Venerdì scorso ho partecipato ad un bel seminario intitolato “Trasfusione di umanità”. Nonostante l’invito a partecipare alla discussione finale, la timidezza mista all’inaspettata sollecitazione ad intervenire ha bloccato il mio pensiero impedendomi di parlare. Una volta salita in auto però, sola, mi sono ritrovata invasa da numerose emozioni ed immagini.
La prima è legata ad un episodio di una settimana fa. Invogliata dalla tiepida giornata di sole io ed una mia collega ci accordiamo per fare una camminata sulla passeggiata che unisce Albisola a Celle. Una volta giunte a Celle ci sediamo in un bar per consumare un caffè insieme. Ad un certo punto mi giro e rimango colpita da un’immagine: un signore apparentemente molto anziano goffamente vestito a festa, con un unico grosso dente incisivo ed un sorriso stampato in viso che ricorda un bambino la mattina di Natale, si tuffa su un gelato colorato, lo gusta con estasi con la bocca spalancata sbrodolandosi dappertutto.
Non posso non osservare il contrasto della scena, gli occhi che brillano di gioia da un lato, le gocce di gelato lungo il mento che cadono sulle mani e sul collo della camicia. Vedo la gioia sul viso, ma provo anche un po’ di fastidio nel vedere quella bocca sporca. Tocco la mia amica, le dico piano: “Guarda l’espressione di quell’uomo!”. Lei si gira guarda e ride: “E’ fantastico!” mi dice e sorridiamo.
Arriva un giovane uomo, si avvicina, pulisce il viso all’anziano signore, lo aiuta ad alzarsi ha vicino un altro uomo un po’ curvo ed insicuro sulle gambe, li prende sotto braccio e li aiuta a salire su un piccolo pulmino (non lo avevo notato prima ). La collega mi dice: “Guarda Paola è un pulmino di una delle strutture del nostro gruppo, per pazienti psichiatrici anziani… Siamo ovunque!” dice, ridiamo.

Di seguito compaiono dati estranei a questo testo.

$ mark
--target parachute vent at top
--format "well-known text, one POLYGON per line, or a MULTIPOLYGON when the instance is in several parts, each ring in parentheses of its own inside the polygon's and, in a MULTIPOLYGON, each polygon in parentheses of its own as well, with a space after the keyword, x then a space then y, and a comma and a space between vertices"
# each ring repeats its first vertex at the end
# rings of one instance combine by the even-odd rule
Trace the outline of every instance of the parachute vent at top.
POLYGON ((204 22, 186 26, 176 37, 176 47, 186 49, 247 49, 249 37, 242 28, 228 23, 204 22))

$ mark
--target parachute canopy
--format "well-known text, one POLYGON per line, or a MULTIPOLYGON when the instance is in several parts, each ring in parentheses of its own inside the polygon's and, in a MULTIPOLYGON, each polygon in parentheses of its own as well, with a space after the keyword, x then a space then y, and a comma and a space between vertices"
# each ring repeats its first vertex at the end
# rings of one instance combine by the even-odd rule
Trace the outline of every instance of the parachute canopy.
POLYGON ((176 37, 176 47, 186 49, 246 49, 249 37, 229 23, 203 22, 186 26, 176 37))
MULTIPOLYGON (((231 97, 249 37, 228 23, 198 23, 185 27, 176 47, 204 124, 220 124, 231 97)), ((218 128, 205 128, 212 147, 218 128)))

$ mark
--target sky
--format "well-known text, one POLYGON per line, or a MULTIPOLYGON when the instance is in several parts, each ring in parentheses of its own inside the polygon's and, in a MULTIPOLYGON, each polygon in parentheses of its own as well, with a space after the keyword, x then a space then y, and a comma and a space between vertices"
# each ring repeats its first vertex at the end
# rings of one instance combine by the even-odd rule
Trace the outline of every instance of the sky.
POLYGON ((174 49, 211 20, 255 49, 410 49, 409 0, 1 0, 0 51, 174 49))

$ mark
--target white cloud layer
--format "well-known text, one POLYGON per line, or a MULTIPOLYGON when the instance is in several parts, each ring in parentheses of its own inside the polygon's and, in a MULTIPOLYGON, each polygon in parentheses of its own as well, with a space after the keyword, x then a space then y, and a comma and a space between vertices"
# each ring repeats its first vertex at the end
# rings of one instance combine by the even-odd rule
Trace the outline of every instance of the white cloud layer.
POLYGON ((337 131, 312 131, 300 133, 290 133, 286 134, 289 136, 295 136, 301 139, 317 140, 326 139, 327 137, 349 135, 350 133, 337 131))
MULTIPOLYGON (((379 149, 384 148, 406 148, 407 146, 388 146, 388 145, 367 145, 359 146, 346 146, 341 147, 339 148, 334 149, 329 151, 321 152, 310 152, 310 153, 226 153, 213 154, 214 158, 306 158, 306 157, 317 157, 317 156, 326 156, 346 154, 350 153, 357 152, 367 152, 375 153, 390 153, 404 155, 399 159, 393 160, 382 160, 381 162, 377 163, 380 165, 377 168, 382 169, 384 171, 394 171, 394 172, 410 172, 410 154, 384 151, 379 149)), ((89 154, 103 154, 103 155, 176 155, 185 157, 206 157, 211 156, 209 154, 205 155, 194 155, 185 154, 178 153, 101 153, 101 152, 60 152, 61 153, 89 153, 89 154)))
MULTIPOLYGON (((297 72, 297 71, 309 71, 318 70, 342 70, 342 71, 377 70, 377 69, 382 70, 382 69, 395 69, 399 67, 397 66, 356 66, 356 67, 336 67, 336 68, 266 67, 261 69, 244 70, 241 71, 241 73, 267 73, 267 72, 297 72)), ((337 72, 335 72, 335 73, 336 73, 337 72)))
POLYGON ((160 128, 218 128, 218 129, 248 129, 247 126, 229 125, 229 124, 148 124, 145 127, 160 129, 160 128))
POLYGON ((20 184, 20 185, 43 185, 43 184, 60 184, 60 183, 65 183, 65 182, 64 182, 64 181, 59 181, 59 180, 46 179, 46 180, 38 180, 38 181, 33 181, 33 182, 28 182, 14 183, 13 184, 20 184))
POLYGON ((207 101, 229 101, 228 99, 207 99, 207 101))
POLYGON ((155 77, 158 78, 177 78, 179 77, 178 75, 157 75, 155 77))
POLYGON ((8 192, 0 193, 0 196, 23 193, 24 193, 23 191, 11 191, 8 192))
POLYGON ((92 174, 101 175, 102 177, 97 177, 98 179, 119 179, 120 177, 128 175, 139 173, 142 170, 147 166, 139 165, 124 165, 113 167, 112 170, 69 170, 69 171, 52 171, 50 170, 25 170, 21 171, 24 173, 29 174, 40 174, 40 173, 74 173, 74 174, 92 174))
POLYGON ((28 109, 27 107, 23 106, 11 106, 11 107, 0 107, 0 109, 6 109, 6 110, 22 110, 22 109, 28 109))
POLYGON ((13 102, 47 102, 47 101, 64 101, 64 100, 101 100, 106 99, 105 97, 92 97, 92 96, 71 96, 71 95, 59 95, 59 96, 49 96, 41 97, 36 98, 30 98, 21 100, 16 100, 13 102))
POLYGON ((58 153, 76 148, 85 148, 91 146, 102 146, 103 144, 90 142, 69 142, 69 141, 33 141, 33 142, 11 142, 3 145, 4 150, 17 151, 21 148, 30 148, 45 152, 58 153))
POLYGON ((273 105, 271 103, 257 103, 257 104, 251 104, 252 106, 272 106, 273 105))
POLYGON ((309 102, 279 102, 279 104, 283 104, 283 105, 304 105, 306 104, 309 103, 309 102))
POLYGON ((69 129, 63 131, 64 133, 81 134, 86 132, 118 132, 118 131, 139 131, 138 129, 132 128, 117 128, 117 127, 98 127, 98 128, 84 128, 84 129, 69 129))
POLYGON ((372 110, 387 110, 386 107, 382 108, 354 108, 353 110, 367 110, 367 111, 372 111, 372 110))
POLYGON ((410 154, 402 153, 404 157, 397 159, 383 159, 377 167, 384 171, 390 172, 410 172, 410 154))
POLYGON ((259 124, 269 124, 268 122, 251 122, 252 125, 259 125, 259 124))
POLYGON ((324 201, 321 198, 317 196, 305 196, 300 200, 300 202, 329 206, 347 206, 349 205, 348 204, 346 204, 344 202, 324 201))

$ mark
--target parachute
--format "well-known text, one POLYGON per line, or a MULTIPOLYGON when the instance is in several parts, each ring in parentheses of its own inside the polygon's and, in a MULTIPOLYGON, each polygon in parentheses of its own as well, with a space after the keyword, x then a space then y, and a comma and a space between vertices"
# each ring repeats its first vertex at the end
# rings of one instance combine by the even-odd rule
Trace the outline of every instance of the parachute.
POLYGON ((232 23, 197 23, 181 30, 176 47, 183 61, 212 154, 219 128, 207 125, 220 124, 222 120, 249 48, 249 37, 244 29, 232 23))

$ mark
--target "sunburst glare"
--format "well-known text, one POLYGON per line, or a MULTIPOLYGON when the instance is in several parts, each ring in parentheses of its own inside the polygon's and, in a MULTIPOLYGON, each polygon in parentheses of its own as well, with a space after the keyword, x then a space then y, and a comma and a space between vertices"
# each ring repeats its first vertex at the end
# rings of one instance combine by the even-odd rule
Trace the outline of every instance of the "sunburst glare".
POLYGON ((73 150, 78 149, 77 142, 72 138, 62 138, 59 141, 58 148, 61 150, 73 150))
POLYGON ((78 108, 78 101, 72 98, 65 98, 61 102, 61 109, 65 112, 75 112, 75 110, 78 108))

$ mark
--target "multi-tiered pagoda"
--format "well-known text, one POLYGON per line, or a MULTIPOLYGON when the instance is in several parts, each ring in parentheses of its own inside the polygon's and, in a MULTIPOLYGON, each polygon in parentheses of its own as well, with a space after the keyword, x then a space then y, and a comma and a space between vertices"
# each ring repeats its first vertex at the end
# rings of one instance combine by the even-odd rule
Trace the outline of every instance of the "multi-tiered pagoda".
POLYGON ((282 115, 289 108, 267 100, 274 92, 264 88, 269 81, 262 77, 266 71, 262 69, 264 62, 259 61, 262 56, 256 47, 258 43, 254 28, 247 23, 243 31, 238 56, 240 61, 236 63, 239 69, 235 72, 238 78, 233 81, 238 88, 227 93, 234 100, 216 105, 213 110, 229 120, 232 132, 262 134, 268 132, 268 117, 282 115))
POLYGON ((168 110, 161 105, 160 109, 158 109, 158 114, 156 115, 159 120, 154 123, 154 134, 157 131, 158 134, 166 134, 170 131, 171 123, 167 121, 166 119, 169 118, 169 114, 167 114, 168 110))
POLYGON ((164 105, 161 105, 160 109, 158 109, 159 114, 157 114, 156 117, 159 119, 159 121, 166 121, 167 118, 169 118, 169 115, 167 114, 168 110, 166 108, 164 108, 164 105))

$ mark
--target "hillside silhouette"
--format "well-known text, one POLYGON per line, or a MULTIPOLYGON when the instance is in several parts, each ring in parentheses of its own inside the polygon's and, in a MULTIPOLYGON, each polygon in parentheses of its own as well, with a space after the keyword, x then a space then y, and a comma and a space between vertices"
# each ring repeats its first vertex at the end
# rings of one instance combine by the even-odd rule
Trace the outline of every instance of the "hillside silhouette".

Antonella poi si fa seria e mi racconta di un suo conoscente; anche lui veniva spesso qui a prendere il caffè, ed è capitato anche a lui di vedere quel gruppo di persone della comunità prendere il gelato, ha visto le gocce cadere sulle mani, sul tavolino, disgustato decide di non venire più in questo bar… peccato non ha visto gli occhi, non ha visto l’espressione felice, che brutto essere cechi pensiamo io ed Antonella.
Un’altra immagine, io ed un’amica, agosto,caldo afoso, decidiamo di pranzare al bar dei bagni in cui siamo al mare, mia figlia un anno e mezzo circa d’età, indossa solo un pannolino pulito,fa molto caldo, è stanca, si è divertita un mondo nel mare, ciondola la testa e sta per addormentarsi, unisco due sedie bianche di plastica vicino al nostro tavolino, la faccio coricare sul telo da mare, si addormenta di botto. Passa una signora la guarda sorride, mi accorgo che vorrebbe darle una carezza, ma evita forse teme di svegliarla o di essere invadente, mi guarda sorride di nuovo e va verso il bar. Poco dopo si avvicina a me una delle ragazze che servono ai tavoli sottovoce e con evidente imbarazzo mi riferisce che un’anziana signora seduta ad un tavolo vicino l’ha invitata a venirci a dire di andarcene, vedere una bambina con il pannolino mentre pranzava la disgustava.
Durante il convegno abbiamo parlato di tecnica, di formazione, di approfondimento, di studio, di fatica, tutti elementi senza cui noi operatori saremmo semplicemente brave persone e non veri professionisti che curano. Di questo siamo tutti convinti, ma siamo altrettanto convinti che questo sia fondamentale e necessario strumentario come lo è un paio di occhiali che rendono la vista perfetta ma, come tutti gli occhiali, inutili appendici per chi è cieco.